While individual traders and retail investors were the main drivers of the early cryptocurrency rallies, institutional investors have also recently entered the game. Institutional adoption is becoming a reality as big banks and hedge funds enter the cryptocurrency industry, and fintech giants add support for digital assets to their platforms.

Even the “inside baseball” use cases—like JPMorgan testing its private interbank blockchain or a consortium of leading ICT vendors utilizing ClearX‘s blockchain system for data-on-demand services—matter. They increase the technology underlying the crypto ecosystem’s reputation, boosting long-term investor confidence.

The increased investor confidence in the technology is likely to further normalize cryptocurrency in the public eye and attract more attention to the public blockchain arena, even though many enterprise-grade blockchain projects will probably remain on private blockchains. Furthermore, such initiatives create a complete niche market of products that will aid businesses in creating their own private chains. Bridging these private networks with the public sphere can be another area of focus. Since connectedness and inclusivity are at the heart of cryptocurrency, such ideals are only logical.

Manager of assets

The success of the first Bitcoin exchange-traded fund (ETF) in the United States in late 2021 is another indication of how eager the market is for exposure to cryptocurrencies. We’ve reached a point where some financial gurus advise everyone—regardless of age or risk tolerance—should have at least some exposure to cryptocurrency.

A shift in perception like that will encourage more asset managers to investigate the cryptocurrency market. The blockchain economy will gain more value as more and more high incomes join the ranks of cryptocurrency investors.

With all due respect to ETFs and other conventional assets, any knowledgeable user of cryptocurrency would tell you that real cryptocurrency is preferable to a conventional asset that mimics its moves. Crypto is far more dynamic. If any Ethereum-pegged ETFs ever exist, they will solely be held by your broker. On the other side, you can use yield farms, stakes, and other DeFi services with real coins to increase your passive income.

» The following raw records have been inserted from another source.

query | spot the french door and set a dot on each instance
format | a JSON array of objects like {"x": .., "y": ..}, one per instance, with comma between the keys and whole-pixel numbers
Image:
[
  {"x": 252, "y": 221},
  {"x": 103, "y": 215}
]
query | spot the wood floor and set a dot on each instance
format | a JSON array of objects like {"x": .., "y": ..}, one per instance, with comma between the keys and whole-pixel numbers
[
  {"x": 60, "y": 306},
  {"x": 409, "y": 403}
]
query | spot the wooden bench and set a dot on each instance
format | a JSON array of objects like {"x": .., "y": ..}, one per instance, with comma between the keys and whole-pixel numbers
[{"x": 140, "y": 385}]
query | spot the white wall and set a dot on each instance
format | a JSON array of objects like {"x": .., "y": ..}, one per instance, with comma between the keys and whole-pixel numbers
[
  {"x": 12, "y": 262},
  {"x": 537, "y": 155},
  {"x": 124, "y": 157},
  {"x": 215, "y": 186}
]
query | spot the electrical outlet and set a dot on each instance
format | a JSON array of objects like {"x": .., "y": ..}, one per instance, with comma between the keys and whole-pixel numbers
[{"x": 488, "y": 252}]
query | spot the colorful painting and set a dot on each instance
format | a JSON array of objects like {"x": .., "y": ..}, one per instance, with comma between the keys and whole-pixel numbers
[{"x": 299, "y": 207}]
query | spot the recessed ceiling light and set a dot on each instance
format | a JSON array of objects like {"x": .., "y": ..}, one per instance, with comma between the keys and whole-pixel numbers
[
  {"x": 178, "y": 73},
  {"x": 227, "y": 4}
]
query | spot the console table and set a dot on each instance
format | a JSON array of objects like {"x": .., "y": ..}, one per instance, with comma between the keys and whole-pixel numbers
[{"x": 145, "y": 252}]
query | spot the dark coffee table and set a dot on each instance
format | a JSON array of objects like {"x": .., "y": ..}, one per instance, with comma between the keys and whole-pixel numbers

In this regard, it would be fascinating to see if traditional asset managers start to fall behind cryptocurrency-native alternatives like EQIFi, which EQIBank backs. One of its core features is the platform’s yield aggregator, which effectively serves as an asset manager by distributing user funds among several DeFi protocols to ensure maximum returns. Through platforms that are constantly accessible and require only a few clicks to maintain, these services increase the profitability of cryptocurrency as an asset class that can work for its owner around the clock.

A gamer and a game

As anyone who remembers the CryptoKitties mania will attest, blockchain games aren’t exactly a new concept. Nevertheless, the play-to-earn sector stepped proudly into the spotlight when Axie Infinity started garnering attention as individuals in the Philippines flocked to it in pursuit of a living during the COVID-19 outbreak.

Given the difficulties Axie Infinity, the industry’s standard-bearer, is experiencing. It is difficult not to wonder if part of this pride may have been misplaced. The game’s inflation issue dates back to when its fundamental business model started to falter. The most recent hack, one of the biggest ever in the DeFi industry, worsened this problem.

The difficulties faced by Axie Infinity may simply be another instance of a young sector figuring out its own best practices. Now, a slew of fresh initiatives is preparing to advance this field, aiming to polish it to AAA-level perfection in terms of gameplay and visuals. More gamers are probably going to start looking into cryptocurrency once these new behemoths reach the market.

Although it may be enticing, there is more to blockchain gaming in the long run than merely another segment of the retail sector. Unquestionably a major force in the entertainment sector, the video game business attracts fans everywhere it goes. The traditional gaming sector has already given rise to a wide range of satellite industries, from esports to in-game advertisements, creating new use cases, audiences, and business prospects.